BEAST: Difference between revisions

Latest revision as of 20:39, 20 October 2022

Currently, BEAST is installed on ANDY and PENZIAS at the CUNY HPC Center, BEAST is a serial program, but can also be run in parallel with the help of a companion library (BEAGLE) on systems with Graphics Processing Units (GPUs). PENZIAS supports GPU processing using NVIDIA Kepler GPUs and the BEAGLE 1.0 and 2.0 GPU libraries have been installed there for this purpose. (NOTE: GPU processing on ANDY has been eliminated as the FERMI GPUs their have reached end-of-life.) BEAST can therefore be run either serially or in GPU-accelerated mode on PENZIAS. Benchmarks of BEAST show that GPU acceleration provides significant performance improvement over basic CPU serial operation.

BEAST's user interface program, 'BEAUti', can be run locally on an office workstation or from the head node of ANDY. The latter option assumes that the user has logged in directly to PENZIAS or ANDY via the secure shell with X-Windows tunneling enabled (e.g. ssh -X my.name@andy.csi.cuny.edu). This second approach is only convenient for those on the College of Staten Island campus that can directly address PENZIAS or ANDY. Moreover, if HPC staff find that using the BEAUTi interface is consuming too much CPU time users will be asked to move their pre-processing work to their desktop, which is the preferred location for pre-processing in general. Details on using ssh to login are provided elsewhere in this document. Among other things, BEAUti is used to convert raw '.nex' files in into BEAST XML-based input files. Using ANDY's or PENZIAS's head node for anything compute intensive is forbidden, but these file conversions should be fairly low intensity.
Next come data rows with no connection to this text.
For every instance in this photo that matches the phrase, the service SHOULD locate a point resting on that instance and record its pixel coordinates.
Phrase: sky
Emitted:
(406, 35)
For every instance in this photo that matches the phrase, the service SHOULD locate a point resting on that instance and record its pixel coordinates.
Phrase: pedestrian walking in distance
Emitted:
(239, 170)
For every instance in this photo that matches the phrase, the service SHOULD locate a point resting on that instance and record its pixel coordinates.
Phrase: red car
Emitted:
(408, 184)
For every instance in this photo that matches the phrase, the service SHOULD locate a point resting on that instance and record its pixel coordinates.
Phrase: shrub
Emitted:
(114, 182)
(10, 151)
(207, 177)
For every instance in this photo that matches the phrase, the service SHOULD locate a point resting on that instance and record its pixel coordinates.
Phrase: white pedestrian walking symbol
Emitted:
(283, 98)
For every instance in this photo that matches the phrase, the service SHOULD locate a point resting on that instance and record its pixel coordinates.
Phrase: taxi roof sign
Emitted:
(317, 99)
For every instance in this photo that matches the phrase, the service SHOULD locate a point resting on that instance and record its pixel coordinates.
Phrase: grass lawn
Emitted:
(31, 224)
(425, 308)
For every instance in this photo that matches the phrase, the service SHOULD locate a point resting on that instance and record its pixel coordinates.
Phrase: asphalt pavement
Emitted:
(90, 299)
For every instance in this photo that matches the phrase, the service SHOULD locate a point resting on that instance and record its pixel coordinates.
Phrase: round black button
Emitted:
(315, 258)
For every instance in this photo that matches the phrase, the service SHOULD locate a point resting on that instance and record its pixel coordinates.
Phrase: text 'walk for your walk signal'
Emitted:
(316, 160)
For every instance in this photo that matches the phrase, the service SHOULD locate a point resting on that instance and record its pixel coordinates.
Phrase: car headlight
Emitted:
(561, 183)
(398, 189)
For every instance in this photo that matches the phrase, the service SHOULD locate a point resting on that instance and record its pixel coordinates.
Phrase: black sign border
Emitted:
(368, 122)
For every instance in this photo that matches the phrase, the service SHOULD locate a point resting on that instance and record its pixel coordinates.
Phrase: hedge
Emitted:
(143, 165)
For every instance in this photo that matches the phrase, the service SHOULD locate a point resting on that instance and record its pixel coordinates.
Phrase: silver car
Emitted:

Once a usable BEAST input file has been created (or provided), a SLURM batch script must be written to run the job, either in serial mode or in GPU parallel mode. Below, we show how to run both a serial and GPU-accelerated job with a test input case (testMC3.xml) available in the BEAST examples directory. The input file may be copied into the users working directory from BEAST's installation tree for submission with the SLURM, as follows:

cp /share/apps/beast/2.1.2/examples/testRNA.xml .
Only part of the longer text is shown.